A little bit about my Plumbing & Heating background

I'm currently the owner and operator at Pettie's Plumbing & Heating Ltd. After years of working for other companies, I decided that I had to follow my dream of owning my own company. In December of 2015, Pettie's Plumbing & Heating was incorporated. Today I'm out in my community making a difference and doing what I've always had a passion for.

Before going out on my own, I was lucky enough to work for some great Plumbing & Heating companies. I started out commuting from Chilliwack to White Rock everyday as this was the only area that a Plumbing & Heating service company would give me a chance with my limited experience. It was a brutal commute but I really enjoyed everything I was learning and all of the knowledge I was gaining.

In 2013 (2 1/2 years after starting for the company in White Rock) I was finally offered a service technician job here in my town, Chilliwack. This was a huge step in the right direction because I no longer had an almost 3 hour daily commute, nor did I have to use my own vehicle.

I worked for this local company (who treated me great) for a couple of years. Although I enjoyed working for the company, I still had the vision of heading out on my own. I decided to part ways with the company and took all of the necessary steps to get my own business up and running.

After all of the help I received over the years, I decided it was time to start passing some helpful tips onto the average home owner.

Fix That Toilet Which Constantly Runs (Regular Flapper)

As a Service Plumber a lot of the calls we get are problems with toilets. In particular a toilet that occasionally will keep running after its been flushed. 

There's a very easy fix for this. Over time there's a rubber piece in the toilet called a 'flapper' which will become flimsy or warped to the point where it doesn't create a proper seal for the water entering the tank from the fill valve.

No tools are needed for this job. You will have to purchase a universal flapper for most toilets. What I would suggest is to remove the flapper from the toilet and take it to your local hardware store or Plumbing supplier. It shouldn't cost more than about $5 to $10 depending on the flapper.

Removing the flapper

To remove the flapper, undo the chain from the 'trip' lever. (Handle extending inside the toilet tank)

Next, remove the flapper from the two plastic hooks on the flush valve.

Installing the new flapper

Attach the flapper to the flush valve first.

Next take the chain and eye out the shortest length from the flapper to the tank or 'trip' lever. Hook the clip into at the end of the chain into the best position of link in the chain.

Next hook up the clip to the trip lever. *Make sure the flapper will close all the way after the chain is hooked up*

If you still have water running, undo the clip from the trip lever and add a few more links to the chain.
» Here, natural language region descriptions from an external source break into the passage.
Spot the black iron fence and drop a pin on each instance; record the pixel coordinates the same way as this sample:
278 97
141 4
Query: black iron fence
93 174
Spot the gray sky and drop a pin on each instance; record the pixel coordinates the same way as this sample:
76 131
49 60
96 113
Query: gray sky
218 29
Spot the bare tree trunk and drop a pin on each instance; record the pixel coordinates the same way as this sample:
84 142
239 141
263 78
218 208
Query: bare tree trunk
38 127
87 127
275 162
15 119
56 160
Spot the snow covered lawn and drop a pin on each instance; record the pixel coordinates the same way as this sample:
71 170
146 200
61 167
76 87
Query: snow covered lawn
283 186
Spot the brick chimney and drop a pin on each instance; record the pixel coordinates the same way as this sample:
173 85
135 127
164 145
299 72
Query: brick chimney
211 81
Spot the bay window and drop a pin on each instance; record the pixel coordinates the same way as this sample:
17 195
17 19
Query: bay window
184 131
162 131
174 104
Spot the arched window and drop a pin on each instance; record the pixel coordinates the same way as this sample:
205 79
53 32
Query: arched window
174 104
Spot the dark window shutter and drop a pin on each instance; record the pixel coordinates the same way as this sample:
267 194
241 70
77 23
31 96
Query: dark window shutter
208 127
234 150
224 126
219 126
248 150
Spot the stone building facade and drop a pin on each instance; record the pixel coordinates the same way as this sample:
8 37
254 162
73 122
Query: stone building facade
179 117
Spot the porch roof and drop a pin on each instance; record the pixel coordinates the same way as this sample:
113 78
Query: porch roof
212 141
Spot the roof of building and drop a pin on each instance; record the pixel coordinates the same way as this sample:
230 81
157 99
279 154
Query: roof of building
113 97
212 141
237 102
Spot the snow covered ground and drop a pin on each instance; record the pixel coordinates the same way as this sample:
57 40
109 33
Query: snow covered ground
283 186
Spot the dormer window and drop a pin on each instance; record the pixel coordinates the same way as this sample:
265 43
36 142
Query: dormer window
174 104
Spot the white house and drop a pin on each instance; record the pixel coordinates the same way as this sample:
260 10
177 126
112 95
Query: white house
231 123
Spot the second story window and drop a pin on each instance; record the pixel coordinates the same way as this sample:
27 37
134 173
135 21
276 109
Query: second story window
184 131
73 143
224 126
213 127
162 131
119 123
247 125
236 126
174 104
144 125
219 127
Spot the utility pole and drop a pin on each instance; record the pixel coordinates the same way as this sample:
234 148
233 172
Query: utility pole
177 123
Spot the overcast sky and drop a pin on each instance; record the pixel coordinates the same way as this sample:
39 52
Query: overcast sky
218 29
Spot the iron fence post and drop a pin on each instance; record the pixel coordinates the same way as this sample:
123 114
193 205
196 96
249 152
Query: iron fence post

This should solve your problem.

The fill valve is located to the left and

the flush valve is located to the right.

The flapper is the blue circular piece

attached to the flush valve.

Leave roughly half an inch of slack in the chain for proper flushing.
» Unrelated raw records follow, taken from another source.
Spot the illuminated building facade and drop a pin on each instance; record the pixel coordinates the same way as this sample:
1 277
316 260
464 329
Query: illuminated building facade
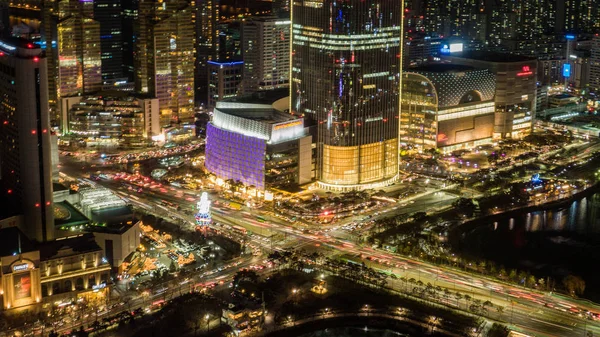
33 274
265 51
346 57
595 65
207 17
79 68
224 80
108 14
25 164
447 107
515 89
252 140
164 57
115 119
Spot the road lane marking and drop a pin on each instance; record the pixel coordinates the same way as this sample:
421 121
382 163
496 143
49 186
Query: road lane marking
556 325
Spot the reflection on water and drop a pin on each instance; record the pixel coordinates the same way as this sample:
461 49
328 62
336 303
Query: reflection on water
354 332
581 216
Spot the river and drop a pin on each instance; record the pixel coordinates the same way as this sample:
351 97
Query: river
353 332
555 242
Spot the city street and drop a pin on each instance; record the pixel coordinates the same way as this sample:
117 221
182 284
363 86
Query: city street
530 311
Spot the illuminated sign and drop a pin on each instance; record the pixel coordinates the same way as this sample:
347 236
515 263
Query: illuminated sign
7 46
456 47
99 286
566 70
287 125
21 267
526 71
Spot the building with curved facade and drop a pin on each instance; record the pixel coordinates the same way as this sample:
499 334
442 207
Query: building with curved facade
346 60
253 140
446 106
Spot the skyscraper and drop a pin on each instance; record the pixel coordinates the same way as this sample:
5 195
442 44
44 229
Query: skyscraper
346 59
164 57
108 14
207 15
25 165
265 51
595 65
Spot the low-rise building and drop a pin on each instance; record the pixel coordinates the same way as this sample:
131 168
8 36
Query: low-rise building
36 273
244 318
111 119
562 100
515 93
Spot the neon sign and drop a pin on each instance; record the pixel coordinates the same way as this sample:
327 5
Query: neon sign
287 125
7 46
526 71
20 267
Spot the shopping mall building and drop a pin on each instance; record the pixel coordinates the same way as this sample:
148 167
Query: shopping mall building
254 140
446 106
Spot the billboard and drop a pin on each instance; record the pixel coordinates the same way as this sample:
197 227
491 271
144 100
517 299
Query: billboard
22 284
567 70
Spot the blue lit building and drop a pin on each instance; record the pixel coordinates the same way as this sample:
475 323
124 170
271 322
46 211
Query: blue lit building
253 140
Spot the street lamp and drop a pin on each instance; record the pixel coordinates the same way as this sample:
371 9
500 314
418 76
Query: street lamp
207 317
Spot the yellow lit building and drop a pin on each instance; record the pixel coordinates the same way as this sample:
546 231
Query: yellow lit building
58 270
164 57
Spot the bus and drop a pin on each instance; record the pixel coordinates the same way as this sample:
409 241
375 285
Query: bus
239 229
235 205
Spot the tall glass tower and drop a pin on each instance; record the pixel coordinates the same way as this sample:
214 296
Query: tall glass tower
346 60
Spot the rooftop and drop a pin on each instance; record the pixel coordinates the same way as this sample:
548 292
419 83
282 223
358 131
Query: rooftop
79 244
113 216
10 240
443 68
562 96
492 56
65 215
261 97
19 42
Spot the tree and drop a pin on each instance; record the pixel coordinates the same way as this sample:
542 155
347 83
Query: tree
531 281
458 297
542 283
575 285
Low Water Pressure From A Single Faucet

One of the most common calls I get and simplest to fix are related to low water pressure to even no water flowing from one of the faucets in the house.
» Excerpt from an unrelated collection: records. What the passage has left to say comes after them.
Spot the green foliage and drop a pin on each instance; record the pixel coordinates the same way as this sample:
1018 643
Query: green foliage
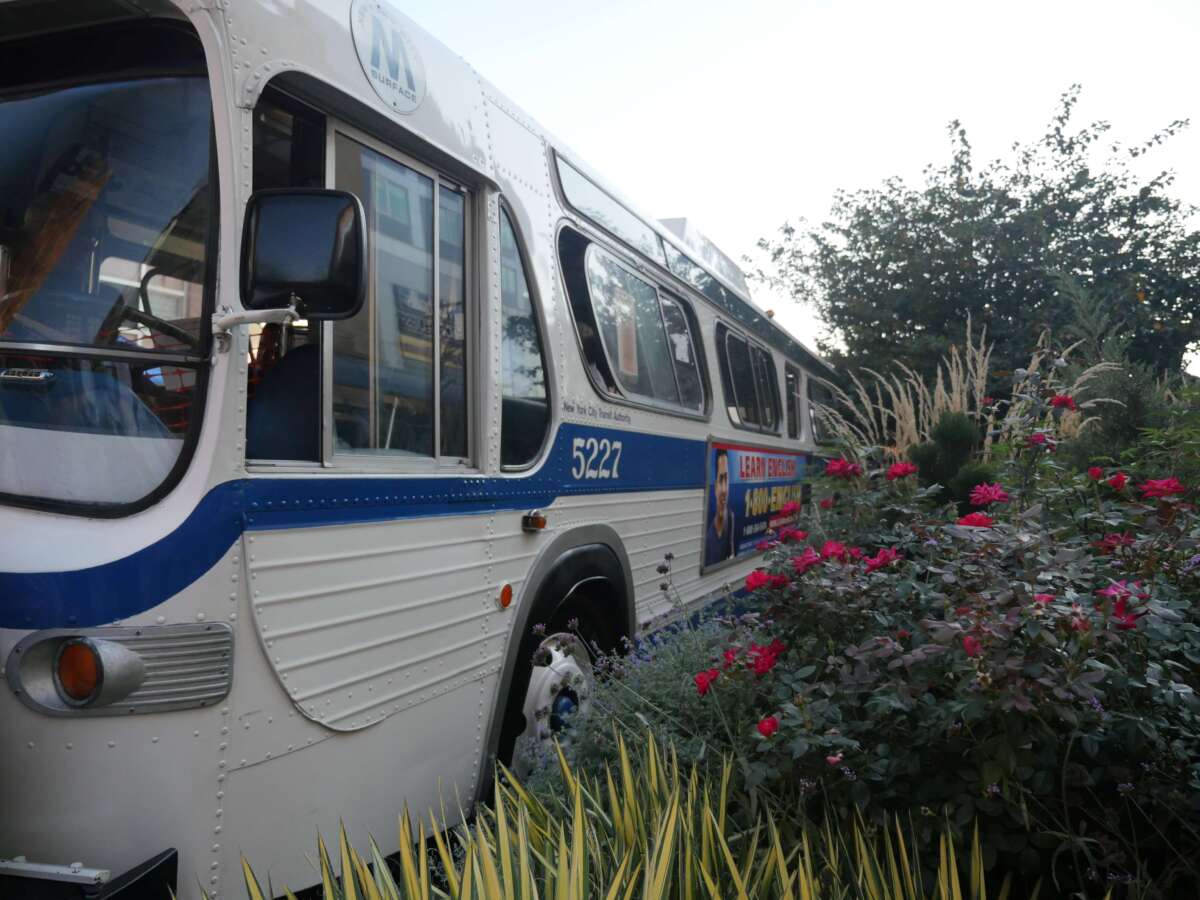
1129 399
947 459
647 827
895 270
1036 675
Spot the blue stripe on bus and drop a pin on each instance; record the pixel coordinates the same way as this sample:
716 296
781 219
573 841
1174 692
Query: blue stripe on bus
125 587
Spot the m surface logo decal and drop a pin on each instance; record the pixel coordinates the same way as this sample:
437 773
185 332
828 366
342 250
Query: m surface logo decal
388 55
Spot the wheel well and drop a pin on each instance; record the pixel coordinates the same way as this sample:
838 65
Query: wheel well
588 581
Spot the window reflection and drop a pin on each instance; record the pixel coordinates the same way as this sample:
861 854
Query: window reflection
383 358
743 381
453 330
526 406
631 328
683 354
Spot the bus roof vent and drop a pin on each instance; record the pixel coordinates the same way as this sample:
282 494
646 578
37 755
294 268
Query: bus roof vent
708 252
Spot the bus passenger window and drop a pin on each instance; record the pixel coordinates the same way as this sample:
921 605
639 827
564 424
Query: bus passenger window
745 397
283 370
631 329
636 341
525 413
751 389
399 382
453 330
792 407
683 353
768 387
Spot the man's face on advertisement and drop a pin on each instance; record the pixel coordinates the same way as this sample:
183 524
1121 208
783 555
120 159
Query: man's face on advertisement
723 485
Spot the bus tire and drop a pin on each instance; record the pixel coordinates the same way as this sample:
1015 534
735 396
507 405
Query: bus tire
576 618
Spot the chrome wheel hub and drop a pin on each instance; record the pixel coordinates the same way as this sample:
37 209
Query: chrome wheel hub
559 691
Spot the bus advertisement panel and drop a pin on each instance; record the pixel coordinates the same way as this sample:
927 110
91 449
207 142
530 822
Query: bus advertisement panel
748 489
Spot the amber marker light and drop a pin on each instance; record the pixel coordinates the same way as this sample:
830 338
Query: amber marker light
533 521
78 672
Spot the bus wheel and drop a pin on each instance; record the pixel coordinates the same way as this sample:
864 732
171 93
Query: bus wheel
559 689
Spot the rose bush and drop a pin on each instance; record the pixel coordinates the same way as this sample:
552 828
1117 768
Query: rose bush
1032 669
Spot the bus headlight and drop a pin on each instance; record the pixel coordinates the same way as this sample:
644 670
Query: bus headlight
121 670
91 672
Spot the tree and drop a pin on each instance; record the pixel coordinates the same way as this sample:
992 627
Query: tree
895 270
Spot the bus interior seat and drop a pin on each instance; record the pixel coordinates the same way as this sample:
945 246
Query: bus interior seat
283 417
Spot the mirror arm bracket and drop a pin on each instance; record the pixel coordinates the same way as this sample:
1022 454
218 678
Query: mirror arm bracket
225 321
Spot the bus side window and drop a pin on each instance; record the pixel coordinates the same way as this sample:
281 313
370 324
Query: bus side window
792 391
400 365
751 388
525 414
283 370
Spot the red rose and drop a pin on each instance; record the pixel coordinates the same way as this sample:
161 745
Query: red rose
1161 487
834 550
987 495
792 535
1126 618
762 659
805 561
900 469
1062 401
1113 540
843 468
977 520
705 681
757 580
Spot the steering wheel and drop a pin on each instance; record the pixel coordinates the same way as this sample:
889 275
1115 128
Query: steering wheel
123 312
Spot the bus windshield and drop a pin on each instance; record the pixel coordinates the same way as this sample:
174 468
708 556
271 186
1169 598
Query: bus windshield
106 213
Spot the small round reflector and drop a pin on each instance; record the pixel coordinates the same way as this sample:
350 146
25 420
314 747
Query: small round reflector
77 672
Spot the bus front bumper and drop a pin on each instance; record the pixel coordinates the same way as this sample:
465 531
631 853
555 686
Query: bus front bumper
153 880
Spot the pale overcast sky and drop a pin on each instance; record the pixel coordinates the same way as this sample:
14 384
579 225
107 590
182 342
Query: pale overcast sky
742 115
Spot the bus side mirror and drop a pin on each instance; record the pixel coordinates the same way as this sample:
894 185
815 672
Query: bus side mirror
305 247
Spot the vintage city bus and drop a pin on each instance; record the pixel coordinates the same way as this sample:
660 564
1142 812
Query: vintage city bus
325 375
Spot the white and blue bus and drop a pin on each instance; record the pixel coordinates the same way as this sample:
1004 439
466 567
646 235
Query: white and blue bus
325 375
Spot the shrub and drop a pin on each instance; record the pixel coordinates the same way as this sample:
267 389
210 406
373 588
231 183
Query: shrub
1032 666
648 827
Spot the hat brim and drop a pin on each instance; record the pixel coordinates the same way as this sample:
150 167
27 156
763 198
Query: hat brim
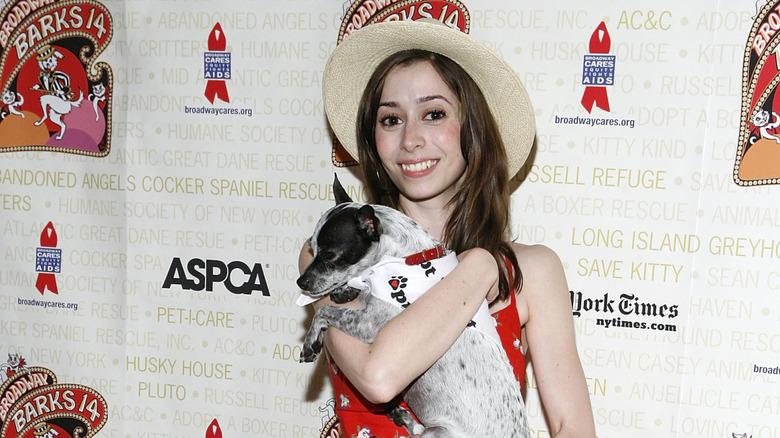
354 60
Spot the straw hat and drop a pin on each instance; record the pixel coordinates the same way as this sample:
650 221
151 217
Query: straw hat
357 56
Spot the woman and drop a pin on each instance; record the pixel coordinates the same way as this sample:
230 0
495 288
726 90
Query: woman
431 114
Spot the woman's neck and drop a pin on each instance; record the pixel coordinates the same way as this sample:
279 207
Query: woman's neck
431 215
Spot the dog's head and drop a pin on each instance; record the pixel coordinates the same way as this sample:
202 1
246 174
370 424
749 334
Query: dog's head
342 240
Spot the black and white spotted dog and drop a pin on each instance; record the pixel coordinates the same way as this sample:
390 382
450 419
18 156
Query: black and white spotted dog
471 390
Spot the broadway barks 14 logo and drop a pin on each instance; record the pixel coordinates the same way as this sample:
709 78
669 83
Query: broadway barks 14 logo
54 94
34 405
758 150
The first thing I look at is the faucet aerator attached to the tip of the faucet.

You'll need a pair of vice grips or pliers to remove this piece. (Sometimes it's only on hand tight and you can loosen it with your fingers.)  


Before you remove the aerator, make sure the drain is plugged to avoid any parts falling through. While loosening the aerator, do it slowly. There are a few parts inside that if mixed up will really turn into a pain in the butt.

Remove the aerator by twisting the cap clockwise.

Once the aerator is removed I usually find something like this to the right.  

Over time, sediment will collect in the aerator impeding the flow of water.

Now you just need a small brush (I use an old tooth brush) to clean out all the dirt and rinse the aerator out using the same faucet you're working on. (Make sure you keep track of where every piece and washer belongs)

Now you can screw the aerator back on and enjoy your new water pressure.